Satisfying Demands in a Multicellular Network: A Universal Power Allocation Algorithm

Publication Type:

Journal Article

Source:

Elseiver Computer Communications Journal, Volume 36, Issue 12, p.1373–1386 (2013)

URL:

http://www.sciencedirect.com/science/article/pii/S0140366412001223

Abstract:

Power allocation to satisfy user demands, in the presence of large number of interferers (in a multicellular network), is a challenging task. Further, the power to be allocated depends upon the system architecture, for example upon components like coding, modulation, transmit precoder, rate allocation algorithms, available knowledge of the interfering channels, etc. This calls for an algorithm via which each base station in the network can simultaneously allocate power to their respective users so as to meet their demands (whenever they are within the achievable limits), using whatever information is available of the other users. The goal of our research is to propose one such algorithm which in fact is universal: the proposed algorithm works from a fully co-operative setting to almost no co-operation and or for any configuration of modulation, rate allocation, etc. schemes. The algorithm asymptotically satisfies the user demands, running simultaneously and independently within a given total power budget at each base station. Further, it requires minimal information to achieve this: every base station needs to know its own users demands, its total power constraint and the transmission rates allocated to its users in every time slot. We formulate the power allocation problem in a system specific game theoretic setting, define system specific capacity region and analyze the proposed algorithm using ordinary differential equation (ODE) framework. Simulations further confirm the effectiveness of the proposed algorithm. We also demonstrate the tracking abilities of the algorithm.
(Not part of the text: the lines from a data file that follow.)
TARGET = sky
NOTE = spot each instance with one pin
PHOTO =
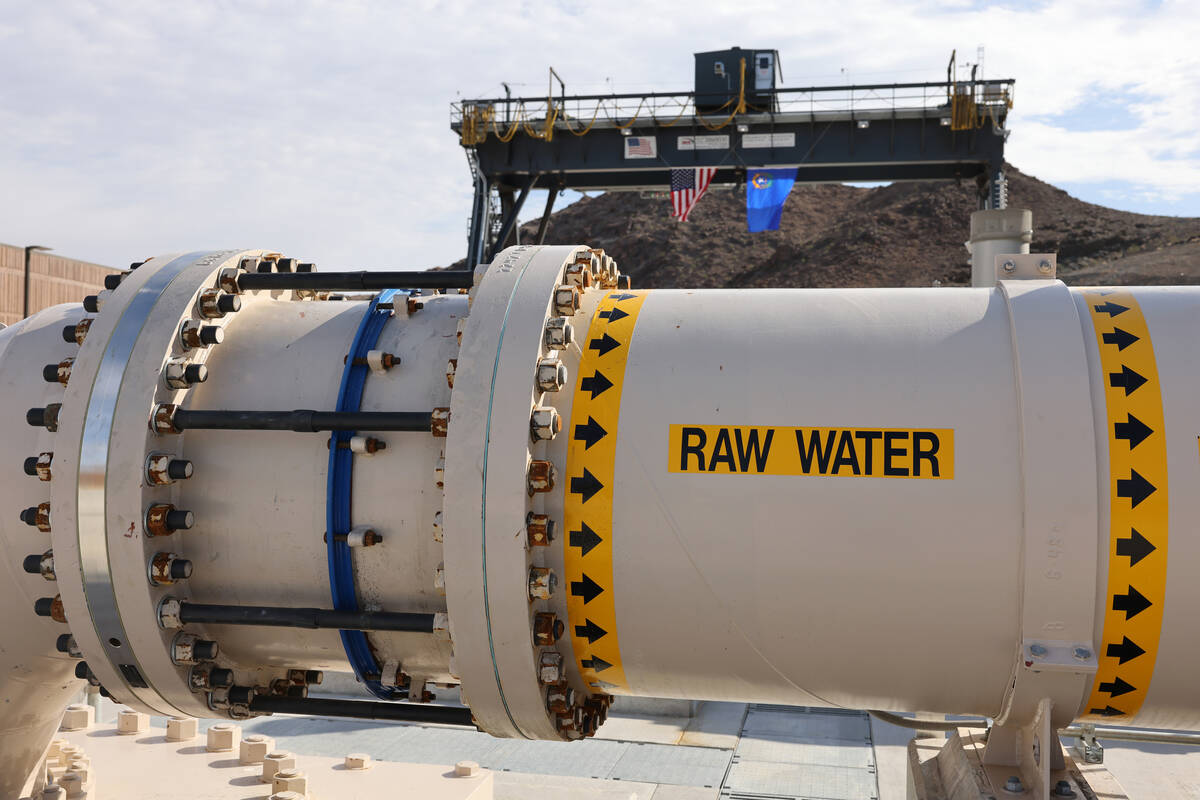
(321, 128)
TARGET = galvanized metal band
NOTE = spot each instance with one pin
(91, 524)
(588, 491)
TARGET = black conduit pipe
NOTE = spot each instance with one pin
(309, 618)
(358, 281)
(361, 709)
(303, 420)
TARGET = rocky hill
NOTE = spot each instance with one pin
(905, 234)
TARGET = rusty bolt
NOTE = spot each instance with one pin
(168, 567)
(551, 374)
(541, 476)
(40, 465)
(543, 582)
(567, 300)
(558, 334)
(181, 373)
(545, 423)
(51, 607)
(559, 698)
(550, 667)
(441, 422)
(79, 331)
(227, 281)
(540, 529)
(546, 629)
(197, 335)
(58, 373)
(162, 420)
(163, 519)
(37, 517)
(580, 274)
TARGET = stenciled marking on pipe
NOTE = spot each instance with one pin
(831, 452)
(588, 494)
(1138, 505)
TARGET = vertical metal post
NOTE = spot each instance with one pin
(29, 252)
(551, 196)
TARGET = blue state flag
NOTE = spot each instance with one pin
(766, 192)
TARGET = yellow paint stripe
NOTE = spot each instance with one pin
(1138, 503)
(591, 453)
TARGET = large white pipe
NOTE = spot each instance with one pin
(894, 499)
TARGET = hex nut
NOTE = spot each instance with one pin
(291, 780)
(545, 423)
(223, 738)
(558, 334)
(567, 300)
(255, 749)
(130, 722)
(358, 762)
(181, 728)
(541, 583)
(275, 763)
(551, 374)
(550, 667)
(78, 716)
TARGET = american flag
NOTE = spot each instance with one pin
(687, 187)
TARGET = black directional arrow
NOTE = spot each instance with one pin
(1119, 337)
(1132, 603)
(1125, 651)
(589, 433)
(591, 631)
(613, 316)
(587, 588)
(1134, 431)
(1127, 378)
(595, 663)
(585, 539)
(1111, 308)
(605, 344)
(1135, 487)
(1108, 711)
(1117, 687)
(588, 486)
(1137, 547)
(597, 384)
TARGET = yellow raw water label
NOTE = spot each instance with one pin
(1138, 505)
(835, 452)
(588, 491)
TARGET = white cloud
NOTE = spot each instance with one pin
(322, 127)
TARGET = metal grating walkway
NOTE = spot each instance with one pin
(799, 753)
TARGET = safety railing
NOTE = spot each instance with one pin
(967, 103)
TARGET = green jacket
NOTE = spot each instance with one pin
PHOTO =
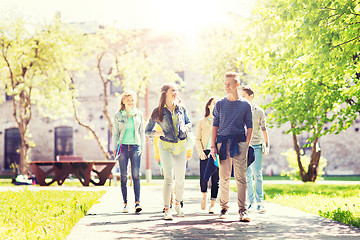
(119, 127)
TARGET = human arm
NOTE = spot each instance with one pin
(188, 124)
(248, 136)
(199, 144)
(214, 131)
(149, 130)
(142, 134)
(266, 149)
(115, 134)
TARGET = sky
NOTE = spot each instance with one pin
(128, 13)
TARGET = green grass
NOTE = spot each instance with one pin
(43, 214)
(336, 202)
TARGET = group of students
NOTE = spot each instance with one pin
(230, 125)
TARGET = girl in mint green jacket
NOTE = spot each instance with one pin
(128, 139)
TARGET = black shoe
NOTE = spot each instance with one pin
(223, 214)
(138, 207)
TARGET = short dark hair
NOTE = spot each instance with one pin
(233, 75)
(207, 109)
(249, 90)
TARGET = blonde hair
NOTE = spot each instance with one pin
(233, 75)
(157, 114)
(126, 94)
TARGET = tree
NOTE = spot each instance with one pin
(220, 51)
(33, 64)
(122, 58)
(311, 50)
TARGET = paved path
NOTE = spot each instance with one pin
(105, 220)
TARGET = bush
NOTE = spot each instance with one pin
(294, 172)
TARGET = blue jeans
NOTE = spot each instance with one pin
(133, 153)
(255, 170)
(173, 165)
(214, 177)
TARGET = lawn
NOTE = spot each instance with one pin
(337, 202)
(43, 214)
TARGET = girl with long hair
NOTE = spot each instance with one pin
(174, 141)
(128, 141)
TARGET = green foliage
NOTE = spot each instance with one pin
(221, 50)
(336, 202)
(311, 50)
(294, 172)
(43, 214)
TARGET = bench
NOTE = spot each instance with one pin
(75, 165)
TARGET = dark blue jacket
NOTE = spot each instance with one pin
(167, 125)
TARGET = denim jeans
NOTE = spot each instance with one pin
(133, 153)
(239, 162)
(173, 165)
(214, 177)
(255, 169)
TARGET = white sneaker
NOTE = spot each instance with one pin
(223, 214)
(261, 208)
(179, 209)
(125, 209)
(211, 209)
(203, 204)
(168, 215)
(251, 207)
(244, 217)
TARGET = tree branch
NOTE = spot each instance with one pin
(358, 37)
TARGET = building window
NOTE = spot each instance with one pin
(181, 74)
(63, 141)
(12, 146)
(8, 97)
(116, 88)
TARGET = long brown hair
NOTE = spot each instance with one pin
(207, 109)
(157, 114)
(126, 94)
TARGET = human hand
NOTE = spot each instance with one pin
(202, 156)
(265, 149)
(213, 152)
(159, 134)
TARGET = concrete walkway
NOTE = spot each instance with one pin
(105, 220)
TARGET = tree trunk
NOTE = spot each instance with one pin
(106, 153)
(298, 156)
(313, 168)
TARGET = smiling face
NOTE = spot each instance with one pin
(212, 105)
(171, 94)
(129, 102)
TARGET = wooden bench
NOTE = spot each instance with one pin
(75, 165)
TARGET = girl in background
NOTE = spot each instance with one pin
(128, 141)
(203, 147)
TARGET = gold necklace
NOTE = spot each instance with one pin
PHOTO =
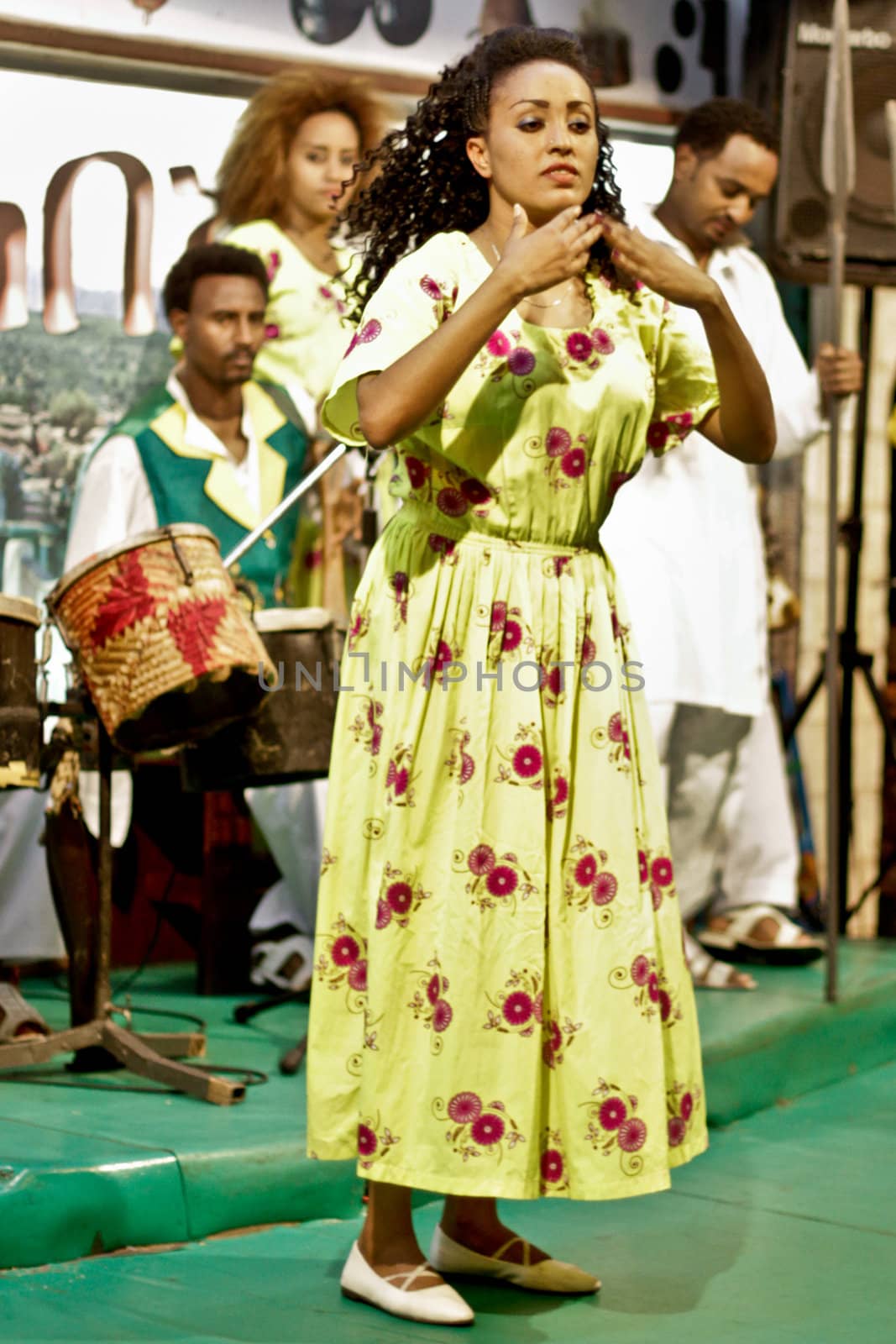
(530, 300)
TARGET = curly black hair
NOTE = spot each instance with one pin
(208, 260)
(425, 183)
(708, 128)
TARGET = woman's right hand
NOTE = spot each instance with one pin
(537, 259)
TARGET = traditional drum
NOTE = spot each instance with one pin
(291, 736)
(19, 714)
(161, 638)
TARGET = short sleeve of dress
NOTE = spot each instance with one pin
(685, 385)
(411, 302)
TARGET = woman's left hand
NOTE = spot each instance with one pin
(658, 266)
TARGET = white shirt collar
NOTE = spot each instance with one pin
(723, 259)
(197, 434)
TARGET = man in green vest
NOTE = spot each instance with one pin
(211, 445)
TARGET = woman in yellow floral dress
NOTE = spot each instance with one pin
(500, 1003)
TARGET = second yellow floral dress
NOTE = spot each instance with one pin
(501, 1005)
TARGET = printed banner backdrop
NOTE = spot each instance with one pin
(652, 51)
(76, 353)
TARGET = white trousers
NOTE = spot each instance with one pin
(731, 824)
(291, 816)
(29, 927)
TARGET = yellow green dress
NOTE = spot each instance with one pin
(307, 335)
(500, 1003)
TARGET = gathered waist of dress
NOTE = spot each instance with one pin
(430, 522)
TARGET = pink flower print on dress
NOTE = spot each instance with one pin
(367, 1142)
(481, 860)
(587, 884)
(579, 347)
(553, 685)
(367, 729)
(520, 362)
(450, 503)
(430, 1005)
(604, 889)
(658, 874)
(614, 738)
(680, 1108)
(557, 1039)
(369, 331)
(661, 871)
(557, 441)
(557, 806)
(512, 638)
(495, 882)
(418, 472)
(683, 421)
(614, 1126)
(443, 546)
(574, 463)
(611, 1113)
(401, 588)
(342, 964)
(523, 759)
(527, 763)
(501, 880)
(488, 1129)
(374, 1142)
(399, 779)
(477, 1129)
(464, 1108)
(633, 1135)
(553, 1167)
(401, 897)
(653, 996)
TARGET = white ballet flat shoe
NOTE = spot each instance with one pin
(439, 1305)
(449, 1257)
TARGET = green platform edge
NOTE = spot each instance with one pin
(89, 1171)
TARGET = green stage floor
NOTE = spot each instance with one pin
(783, 1233)
(89, 1171)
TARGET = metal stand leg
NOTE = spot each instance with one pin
(145, 1055)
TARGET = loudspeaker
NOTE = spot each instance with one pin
(785, 73)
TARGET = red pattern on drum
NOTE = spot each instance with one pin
(194, 627)
(127, 602)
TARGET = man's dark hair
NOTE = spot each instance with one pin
(708, 128)
(208, 260)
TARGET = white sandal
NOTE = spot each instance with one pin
(550, 1276)
(438, 1305)
(708, 974)
(792, 945)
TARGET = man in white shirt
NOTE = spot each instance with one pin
(211, 447)
(685, 539)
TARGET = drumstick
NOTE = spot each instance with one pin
(295, 495)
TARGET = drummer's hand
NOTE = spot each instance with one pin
(658, 266)
(347, 512)
(840, 370)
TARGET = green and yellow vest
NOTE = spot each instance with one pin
(192, 486)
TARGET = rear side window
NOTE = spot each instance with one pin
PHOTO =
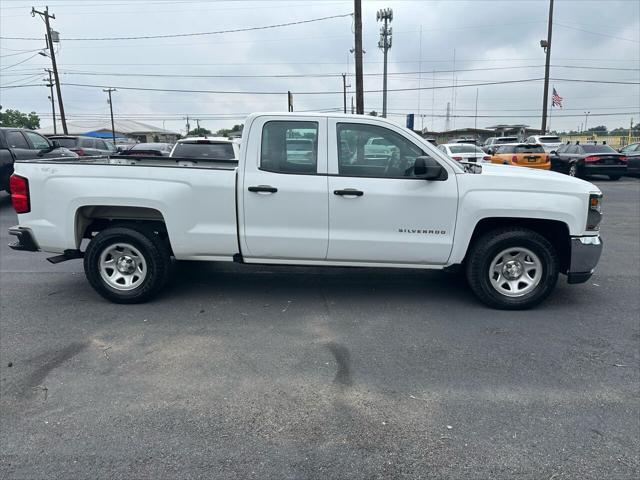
(289, 147)
(464, 148)
(505, 149)
(67, 142)
(529, 149)
(38, 141)
(16, 140)
(204, 151)
(86, 143)
(598, 149)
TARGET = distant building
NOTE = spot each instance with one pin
(141, 132)
(481, 134)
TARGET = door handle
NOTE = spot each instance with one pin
(263, 189)
(349, 192)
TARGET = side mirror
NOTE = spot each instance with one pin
(429, 169)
In heterogeneous networks, it is hard to expect the various agents to update their algorithms in a synchronous manner. Using two time scale stochastic approximation analysis we study the proposed algorithm operating in a simple example scenario, wherein the heterogeneous agents update (their power profiles) at different speeds.

Further, backed by numerical examples (for various generic example scenarios), we show that the algorithm converges to the same power profile, as long as the demands remain same, irrespective of the disparities in the operating speeds at different agents.